Ramenée par on ne sait par quel miracle, Catherine Hardwick (oui oui la réalisatrice de Twilight!) adapte, elle aussi, une nouvelle pas bien excitante de Lovecraft, d’ailleurs déjà illustrée par Stuart Gordon dans la saison 1 de Masters of Horror: pour sa version de Dreams in the witch house, Hardwick respecte le matériel de base, tartine ses décors gothiques de toutes les couleurs imaginables, et semble se condamner à la jouer Tim Burton avec une fausse moustache. De l’horror fantasy un peu toc, guidée par un Rupert Grint au charisme tout relatif. On souffle, mais certains pourront être probablement charmés par ce conte cruel…

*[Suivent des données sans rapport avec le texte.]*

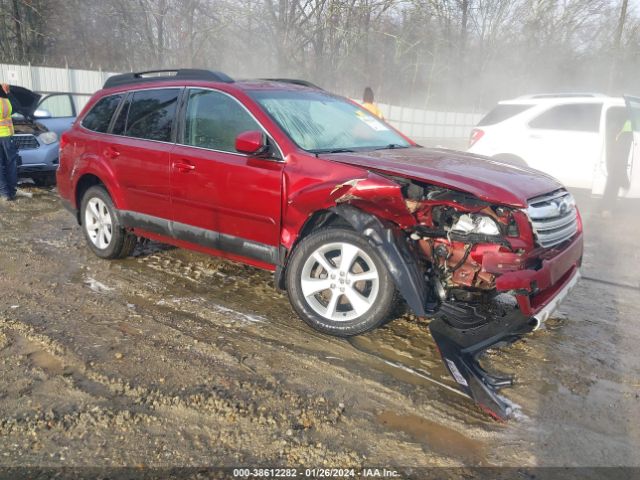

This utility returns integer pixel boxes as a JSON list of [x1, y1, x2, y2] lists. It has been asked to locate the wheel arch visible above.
[[276, 204, 430, 317], [74, 174, 122, 225], [274, 209, 350, 290]]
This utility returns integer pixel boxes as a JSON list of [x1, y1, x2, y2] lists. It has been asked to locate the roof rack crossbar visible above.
[[103, 69, 234, 89]]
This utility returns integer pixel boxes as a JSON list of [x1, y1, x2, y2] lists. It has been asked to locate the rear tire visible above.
[[80, 186, 136, 259], [285, 227, 397, 337]]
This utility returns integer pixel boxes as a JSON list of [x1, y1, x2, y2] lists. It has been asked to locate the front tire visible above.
[[285, 228, 397, 337], [80, 186, 136, 259]]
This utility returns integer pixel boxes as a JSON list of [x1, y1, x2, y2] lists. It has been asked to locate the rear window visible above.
[[477, 104, 532, 126], [529, 103, 602, 132], [81, 94, 123, 133]]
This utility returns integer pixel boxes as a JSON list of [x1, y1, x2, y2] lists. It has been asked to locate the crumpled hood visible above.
[[5, 85, 42, 119], [323, 147, 564, 208]]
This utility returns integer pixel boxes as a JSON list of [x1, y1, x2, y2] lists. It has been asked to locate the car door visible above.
[[591, 103, 630, 198], [35, 93, 77, 136], [621, 95, 640, 198], [170, 88, 283, 265], [105, 88, 180, 225], [525, 103, 603, 190]]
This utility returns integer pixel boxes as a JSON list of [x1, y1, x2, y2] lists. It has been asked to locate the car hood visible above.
[[6, 85, 42, 118], [323, 147, 564, 208]]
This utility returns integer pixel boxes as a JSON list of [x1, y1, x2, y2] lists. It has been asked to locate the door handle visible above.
[[105, 146, 120, 159], [172, 160, 196, 173]]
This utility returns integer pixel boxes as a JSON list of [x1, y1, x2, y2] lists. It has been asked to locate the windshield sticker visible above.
[[356, 110, 389, 131]]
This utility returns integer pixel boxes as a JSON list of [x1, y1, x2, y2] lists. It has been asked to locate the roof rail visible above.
[[516, 93, 606, 99], [260, 78, 323, 89], [103, 69, 234, 89]]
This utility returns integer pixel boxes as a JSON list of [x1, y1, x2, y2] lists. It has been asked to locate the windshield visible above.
[[249, 89, 410, 152]]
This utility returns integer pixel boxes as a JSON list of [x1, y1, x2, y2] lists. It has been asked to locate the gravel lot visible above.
[[0, 187, 638, 478]]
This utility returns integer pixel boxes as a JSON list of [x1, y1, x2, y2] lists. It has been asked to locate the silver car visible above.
[[10, 86, 88, 186]]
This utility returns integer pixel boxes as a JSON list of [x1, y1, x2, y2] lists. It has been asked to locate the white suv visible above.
[[468, 94, 640, 198]]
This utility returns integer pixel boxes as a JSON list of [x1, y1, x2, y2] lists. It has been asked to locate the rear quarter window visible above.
[[81, 94, 123, 133], [477, 104, 532, 126], [529, 103, 602, 132]]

Arrive alors la conclusion avec ce que Del Toro considère probablement comme ses chouchous, à savoir ce poseur de Panos Cosmatos et l’Australienne Jennifer Kent. Le réalisateur de Mandy signe The Viewing et emporte, avec le Prior, largement la palme du segment giga chaos, avec sa réunion en vase-clos tournant au bordel tromaesque. De son choix de casting (Eric André, Sofia Boutella, Charlyne Yi et un Peter Weller qu’on a un grand plaisir à retrouver en gourou chelou) en passant par la beauté formelle des images (les chaudes seventies en 35mm: on aime), plus rien ne sera pareil: Cosmatos fait ce qu’il a envie, quitte à se tenir loin de ses comparses. En résulte une longue séance hallucinogène où ça sent comme ça fume la moquette, où les substances illicites semblent à portée de main (et de nez), où l’on se laisse fondre dans une torpeur gluante jusqu’au plan final jouissif. Comme si enfin, le fiston du réalisateur de Cobra, avait réussi à marier les errances psyché du cinéma des années 70 et la décadence gore du cinéma des années 80. Nous voilà servis et repus.

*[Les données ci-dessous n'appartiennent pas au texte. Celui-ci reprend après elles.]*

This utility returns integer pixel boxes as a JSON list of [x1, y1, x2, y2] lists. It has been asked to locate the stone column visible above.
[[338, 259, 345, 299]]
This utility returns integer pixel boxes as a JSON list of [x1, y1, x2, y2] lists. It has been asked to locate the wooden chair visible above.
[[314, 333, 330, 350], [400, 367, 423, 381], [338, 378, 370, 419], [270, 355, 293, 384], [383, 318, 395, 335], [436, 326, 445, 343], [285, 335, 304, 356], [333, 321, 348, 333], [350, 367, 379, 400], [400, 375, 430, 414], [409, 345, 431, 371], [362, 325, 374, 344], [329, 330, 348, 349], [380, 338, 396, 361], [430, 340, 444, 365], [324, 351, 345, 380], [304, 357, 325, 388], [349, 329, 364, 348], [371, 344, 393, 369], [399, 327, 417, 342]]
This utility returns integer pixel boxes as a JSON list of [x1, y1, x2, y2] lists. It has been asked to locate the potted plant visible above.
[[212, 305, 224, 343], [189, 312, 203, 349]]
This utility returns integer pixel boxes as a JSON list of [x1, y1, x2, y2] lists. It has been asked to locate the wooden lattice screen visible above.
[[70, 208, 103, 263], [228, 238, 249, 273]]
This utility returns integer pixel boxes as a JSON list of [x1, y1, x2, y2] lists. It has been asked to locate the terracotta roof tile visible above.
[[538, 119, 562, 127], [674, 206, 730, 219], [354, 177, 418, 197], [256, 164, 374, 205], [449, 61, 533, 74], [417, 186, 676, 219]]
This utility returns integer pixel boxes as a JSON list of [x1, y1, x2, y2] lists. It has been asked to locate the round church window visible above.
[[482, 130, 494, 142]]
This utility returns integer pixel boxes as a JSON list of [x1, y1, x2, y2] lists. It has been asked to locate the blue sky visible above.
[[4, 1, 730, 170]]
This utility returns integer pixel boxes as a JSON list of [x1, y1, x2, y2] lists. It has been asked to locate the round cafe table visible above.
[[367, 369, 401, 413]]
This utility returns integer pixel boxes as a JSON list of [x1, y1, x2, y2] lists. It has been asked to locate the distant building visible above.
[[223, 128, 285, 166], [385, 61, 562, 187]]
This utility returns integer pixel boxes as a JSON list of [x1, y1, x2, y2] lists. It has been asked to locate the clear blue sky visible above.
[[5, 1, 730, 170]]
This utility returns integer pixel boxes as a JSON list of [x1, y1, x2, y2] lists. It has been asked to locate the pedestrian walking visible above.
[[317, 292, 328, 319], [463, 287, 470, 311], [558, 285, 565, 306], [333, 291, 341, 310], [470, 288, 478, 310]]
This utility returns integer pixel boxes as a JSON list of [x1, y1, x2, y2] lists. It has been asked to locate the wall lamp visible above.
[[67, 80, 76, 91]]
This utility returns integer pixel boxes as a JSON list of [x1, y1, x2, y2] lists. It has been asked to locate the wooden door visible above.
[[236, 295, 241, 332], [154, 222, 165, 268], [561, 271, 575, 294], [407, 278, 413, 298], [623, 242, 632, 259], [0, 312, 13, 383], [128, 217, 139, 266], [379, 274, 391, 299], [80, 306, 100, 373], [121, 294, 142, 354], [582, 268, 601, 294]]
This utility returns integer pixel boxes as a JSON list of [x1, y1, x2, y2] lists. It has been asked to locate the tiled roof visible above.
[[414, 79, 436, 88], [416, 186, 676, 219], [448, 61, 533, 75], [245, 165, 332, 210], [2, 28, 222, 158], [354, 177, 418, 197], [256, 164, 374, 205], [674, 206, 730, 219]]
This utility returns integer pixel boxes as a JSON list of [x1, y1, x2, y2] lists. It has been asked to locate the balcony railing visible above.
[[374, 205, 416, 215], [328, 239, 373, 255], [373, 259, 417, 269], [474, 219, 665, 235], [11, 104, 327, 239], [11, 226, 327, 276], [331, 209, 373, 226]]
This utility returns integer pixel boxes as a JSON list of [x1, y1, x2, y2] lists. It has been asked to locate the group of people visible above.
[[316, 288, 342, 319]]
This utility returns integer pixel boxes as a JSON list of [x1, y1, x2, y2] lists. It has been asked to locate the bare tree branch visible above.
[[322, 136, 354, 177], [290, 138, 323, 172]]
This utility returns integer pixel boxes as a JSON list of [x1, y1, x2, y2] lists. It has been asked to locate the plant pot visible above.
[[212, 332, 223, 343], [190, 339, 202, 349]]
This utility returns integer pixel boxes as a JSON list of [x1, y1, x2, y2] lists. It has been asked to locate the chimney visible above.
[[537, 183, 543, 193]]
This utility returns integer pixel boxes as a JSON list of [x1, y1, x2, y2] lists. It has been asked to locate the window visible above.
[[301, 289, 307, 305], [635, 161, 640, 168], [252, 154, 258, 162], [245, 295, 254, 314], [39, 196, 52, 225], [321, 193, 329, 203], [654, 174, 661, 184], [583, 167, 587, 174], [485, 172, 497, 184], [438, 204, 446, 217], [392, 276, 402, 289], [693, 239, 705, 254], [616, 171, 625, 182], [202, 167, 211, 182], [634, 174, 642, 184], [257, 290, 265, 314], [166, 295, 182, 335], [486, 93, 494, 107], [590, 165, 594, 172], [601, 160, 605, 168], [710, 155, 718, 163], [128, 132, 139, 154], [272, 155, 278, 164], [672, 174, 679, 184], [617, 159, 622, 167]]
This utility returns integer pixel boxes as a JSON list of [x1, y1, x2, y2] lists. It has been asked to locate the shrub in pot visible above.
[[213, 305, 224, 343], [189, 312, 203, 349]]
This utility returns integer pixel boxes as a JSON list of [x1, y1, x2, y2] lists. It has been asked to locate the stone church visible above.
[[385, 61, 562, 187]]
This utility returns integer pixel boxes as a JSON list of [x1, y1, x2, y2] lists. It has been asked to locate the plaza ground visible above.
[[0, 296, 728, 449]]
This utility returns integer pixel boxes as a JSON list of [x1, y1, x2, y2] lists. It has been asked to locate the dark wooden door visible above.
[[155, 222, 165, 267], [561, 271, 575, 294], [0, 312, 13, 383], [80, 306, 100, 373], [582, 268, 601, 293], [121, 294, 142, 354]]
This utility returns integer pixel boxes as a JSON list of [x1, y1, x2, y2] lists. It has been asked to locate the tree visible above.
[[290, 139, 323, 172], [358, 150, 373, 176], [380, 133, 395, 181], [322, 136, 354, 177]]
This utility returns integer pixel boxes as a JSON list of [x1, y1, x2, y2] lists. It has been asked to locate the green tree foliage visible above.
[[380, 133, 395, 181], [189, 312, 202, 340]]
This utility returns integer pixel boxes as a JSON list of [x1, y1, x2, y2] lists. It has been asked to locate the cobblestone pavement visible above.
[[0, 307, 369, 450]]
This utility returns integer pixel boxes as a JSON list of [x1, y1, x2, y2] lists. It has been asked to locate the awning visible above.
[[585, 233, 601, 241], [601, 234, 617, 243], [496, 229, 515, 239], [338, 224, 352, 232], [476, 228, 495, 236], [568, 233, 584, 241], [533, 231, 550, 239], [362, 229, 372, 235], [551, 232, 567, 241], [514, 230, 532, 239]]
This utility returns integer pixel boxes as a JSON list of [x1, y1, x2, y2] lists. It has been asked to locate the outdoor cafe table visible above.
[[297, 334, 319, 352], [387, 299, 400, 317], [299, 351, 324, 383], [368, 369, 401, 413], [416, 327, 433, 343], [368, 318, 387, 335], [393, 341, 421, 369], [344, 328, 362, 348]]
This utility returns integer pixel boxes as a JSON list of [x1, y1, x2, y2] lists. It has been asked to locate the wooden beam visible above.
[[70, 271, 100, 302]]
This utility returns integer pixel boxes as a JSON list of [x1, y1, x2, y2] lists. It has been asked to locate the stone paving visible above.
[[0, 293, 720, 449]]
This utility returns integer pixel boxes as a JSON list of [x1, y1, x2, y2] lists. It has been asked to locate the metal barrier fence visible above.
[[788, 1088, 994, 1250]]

Clôturant tristement une anthologie inégale mais finalement réjouissante dans son évidente générosité, Jennifer Kent fait un faux pas de plus avec The Murmuring: comment, en 2022, trouver la motivation pour tourner une histoire de couple endeuillé louant une maison hantée avec gamin ectoplasmique en option??! Malgré son cadre poétique (les deux personnages principaux ont consacré leur vie à étudier les nuées d’oiseaux), tout ressemble à un film projeté un dimanche matin de janvier à Gerardmer. Certains admireront la finesse du trait, nous, on sort le coussin et le plaid. Malgré toutes les déroutes, les longueurs, les hésitations, les choix discutables… avouons que nous sommes tout à fait in pour une seconde saison. En espérant y voir John Hyams, Valerie & Joseph Winter, David Bruckner, Roseanne Lang, Alex Garland, Julia Ducournau, Robert Jabbaz, Oz Perkins, Leigh Whannell, Karyn Kusama, Juan Carlos Medina, Romola Garai… Believe, comme chantait l’autre… J.M.